Some of the barriers at protest areas have come down
or been opened up in recent days
There remain people though who don't want to give up battling,
not least because they feel there's still much to fight for
Still, already, in the minds of many, much has been achieved
This just in: Hong Kong's Chief Secretary Carrie Lam has agreed to meet with Umbrella Revolution/Movement representatives and Federation of Students leaders this Friday (October 10). I reckon many people will greet this news with some relief -- if nothing else then because they see this as a development from "just" protesting to actually talking with the other side, and a sign that there will be no attempts by the police to forcibly and violently clear the protest areas (while using pepper spray, tear gas or some other weapons at their disposal) in the next few days at least.
If truth be told, I think many people suspect that the authorities won't be making any (major) concessions or announcements of policy changes as a result of these talks. At the same time though, the agreement to sit down and talk can be read as an official, even implicit, acknowledgement that there are a substantial amount of Hong Kongers out there with serious and genuine grievances who are impossible to ignore and just wish away.
In any event, I think it's well apparent to pretty much everyone concerned that Hong Kong's current Chief Executive no longer is credible enough for people to want to hold talks with.

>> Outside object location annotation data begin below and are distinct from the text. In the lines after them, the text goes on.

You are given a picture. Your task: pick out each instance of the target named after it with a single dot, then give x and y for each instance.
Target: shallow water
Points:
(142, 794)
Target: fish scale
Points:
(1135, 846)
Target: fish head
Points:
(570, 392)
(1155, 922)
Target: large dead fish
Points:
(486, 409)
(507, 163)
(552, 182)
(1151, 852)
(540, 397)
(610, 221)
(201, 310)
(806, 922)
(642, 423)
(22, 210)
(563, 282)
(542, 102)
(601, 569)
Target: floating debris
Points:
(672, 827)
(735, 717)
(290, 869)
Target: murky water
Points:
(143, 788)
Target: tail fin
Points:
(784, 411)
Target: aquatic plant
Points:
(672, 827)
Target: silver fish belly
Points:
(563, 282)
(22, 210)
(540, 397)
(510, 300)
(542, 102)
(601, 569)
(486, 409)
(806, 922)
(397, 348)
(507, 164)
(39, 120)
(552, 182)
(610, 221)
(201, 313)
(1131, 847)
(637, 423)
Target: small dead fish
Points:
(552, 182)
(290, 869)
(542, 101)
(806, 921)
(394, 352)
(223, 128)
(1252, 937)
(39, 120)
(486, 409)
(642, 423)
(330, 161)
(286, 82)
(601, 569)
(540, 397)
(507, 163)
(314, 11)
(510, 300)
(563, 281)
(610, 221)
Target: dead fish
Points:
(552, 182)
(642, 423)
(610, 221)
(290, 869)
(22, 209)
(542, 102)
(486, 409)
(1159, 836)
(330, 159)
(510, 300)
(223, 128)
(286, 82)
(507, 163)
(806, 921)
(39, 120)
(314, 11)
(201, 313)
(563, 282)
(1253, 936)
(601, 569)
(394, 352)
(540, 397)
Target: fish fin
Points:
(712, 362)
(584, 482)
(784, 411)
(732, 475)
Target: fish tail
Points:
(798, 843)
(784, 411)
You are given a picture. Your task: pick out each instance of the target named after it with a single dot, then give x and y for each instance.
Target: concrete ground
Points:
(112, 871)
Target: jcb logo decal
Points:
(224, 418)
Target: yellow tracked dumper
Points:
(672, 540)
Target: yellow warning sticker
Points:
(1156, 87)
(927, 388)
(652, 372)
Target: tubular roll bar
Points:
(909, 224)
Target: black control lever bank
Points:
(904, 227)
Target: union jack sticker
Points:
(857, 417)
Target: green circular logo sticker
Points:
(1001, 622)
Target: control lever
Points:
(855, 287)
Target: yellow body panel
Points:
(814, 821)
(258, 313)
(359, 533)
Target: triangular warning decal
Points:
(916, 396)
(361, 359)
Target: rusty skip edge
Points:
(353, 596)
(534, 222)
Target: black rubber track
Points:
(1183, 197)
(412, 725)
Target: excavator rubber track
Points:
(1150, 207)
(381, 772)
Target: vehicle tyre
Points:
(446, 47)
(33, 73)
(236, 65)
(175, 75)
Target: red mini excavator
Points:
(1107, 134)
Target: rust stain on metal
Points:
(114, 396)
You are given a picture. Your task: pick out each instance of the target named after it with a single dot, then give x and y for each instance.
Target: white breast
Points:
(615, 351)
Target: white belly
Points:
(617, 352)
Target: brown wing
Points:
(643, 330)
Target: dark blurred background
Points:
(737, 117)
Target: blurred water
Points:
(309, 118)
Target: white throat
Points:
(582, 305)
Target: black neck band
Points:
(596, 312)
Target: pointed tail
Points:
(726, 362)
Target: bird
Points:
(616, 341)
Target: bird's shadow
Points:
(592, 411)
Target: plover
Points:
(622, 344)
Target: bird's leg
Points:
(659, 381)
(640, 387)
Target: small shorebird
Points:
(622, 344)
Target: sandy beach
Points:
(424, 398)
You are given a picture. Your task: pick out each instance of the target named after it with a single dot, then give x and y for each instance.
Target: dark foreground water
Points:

This is a man, after all, whose attempted commands seem to achieve the opposite -- to the extent that the more he demands that people stop protesting, the more people feel compelled to do the opposite! -- and distrust of whom was already very high long before the Umbrella Revolution/Movement came into being.
What's less clear is where things can and will go from here. The past two days have seen the number of protestors dwindle -- as expected, due to people heading to work or classes these weekdays. But dedicated individuals continue to man the protest sites and insist that they remain. (Of the ones I visited on October 1, only the one at Tsim Sha Tsui -- which even then was the smallest and also least stable feeling -- is no more.)
Funnily enough, while the Umbrella Revolution/Movement's pro-democracy goals may not have been achieved (yet), certain wishes on the part of Hong Kongers have already been granted. In the Sunday Morning Post two days ago, a reader named Wai Fong pointed out that "What this occupation has achieved the [Hong Kong government] could not -- reduction in pollution and less tourists congesting our transport systems and streets. Let's hope it will also lead to a reduction in property prices and retail rents so that local retailers and eateries don't have to compete with luxury goods and cosmetic shops for retail space"!
Then there's Marcus Skeen's observation that "Little does Beijing know. It is punishing the mainlanders and giving the Hong Kong people what they want" (with such as the announced ban on mainland tour groups to Hong Kong)!